Y el inspector se acercó aún más al cadáver.

—¿Lo de la frente…?

—Con una navaja o un bisturí —intervino, rápidamente, el médico forense.

—¿Alguien sabe lo que significa?

Ambos negaron con la cabeza.

Velarde sacó del bolsillo interior izquierdo de su chaqueta un pequeño bloc de notas y un bolígrafo; se inclinó hacia el cuerpo inerte y anotó lo que estaba escrito con sangre en la frente del obispo.


—Parece que pone «quince – trece – once y erre – uve – erre – sesenta» —puntualizó Gálvez—. Pero no tenemos ni puta idea de lo que puede significar.

Velarde quedó pensativo, intentando buscar una interpretación a aquel enigma.

—¿Causa de la muerte?

El médico y Gálvez esbozaron al unísono una sonrisa.

—Eso es lo más sorprendente —espetó el forense.

El inspector frunció el ceño ante la exclamación del médico, quien seguidamente abrió la boca del cadáver ante la mirada atónita del recién llegado.

Con unas largas pinzas comenzó a extraer, con lentitud, un rosario negro.

—Asfixia por taponamiento de las vías respiratorias.

—¡No me jodas!

Gálvez soltó una ligera carcajada ante la reacción de su superior.

—Y aún hay más.
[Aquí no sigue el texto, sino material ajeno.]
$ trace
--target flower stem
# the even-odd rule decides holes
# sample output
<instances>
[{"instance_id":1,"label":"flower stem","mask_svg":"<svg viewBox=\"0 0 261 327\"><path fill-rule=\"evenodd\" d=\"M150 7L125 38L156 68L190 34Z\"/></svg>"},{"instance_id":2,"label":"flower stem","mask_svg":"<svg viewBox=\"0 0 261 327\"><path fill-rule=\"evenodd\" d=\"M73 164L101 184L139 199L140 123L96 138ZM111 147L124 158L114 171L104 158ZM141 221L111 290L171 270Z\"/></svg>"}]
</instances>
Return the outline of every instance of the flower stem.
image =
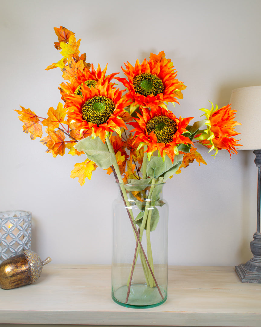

Mira lo que hay encima de la cama.

Se acercaron a la misma.

—¡Una sotana, un fajín y un alzacuello!

—Cuidadosamente extendidos.

—¿Habéis hecho fotos? —preguntó el inspector.

—Todo documentado.

—¿Y el resto de la ropa? ¿El pantalón, la camiseta, los calcetines y los zapatos?

—No hay nada. Quienquiera que haya hecho esto, tuvo mucho cuidado de llevarse la ropa y de dejarnos únicamente elementos que constituyen símbolos religiosos —señaló Gálvez.

—Mata sirviéndose de un rosario; parece un mensaje macabro.

—¿Mensaje? ¿Cuál?

—Es incuestionable el simbolismo cristiano del rosario, utilizado para el rezo, compuesto de cincuenta y nueve cuentas y coronado por un crucifijo. Es como si el asesino quisiera recalcar que el auténtico autor de la muerte es el propio Dios.

—Una ejecución ritual.

El inspector asintió con la cabeza.

—Nos enfrentamos a un sujeto que alardea de su nivel de planificación. No le importa escenificar su crimen. No nos tiene miedo; nos está retando.

Seguidamente, el inspector Velarde volvió a acercase a la cama, esforzándose en interpretar aquellos mensajes.

Clavó su mirada sobre la sotana.

Su ceño volvió a fruncirse.

—¿Y los botones?

—¿Botones? —exclamó, extrañado, Gálvez, quien no había advertido tal circunstancia.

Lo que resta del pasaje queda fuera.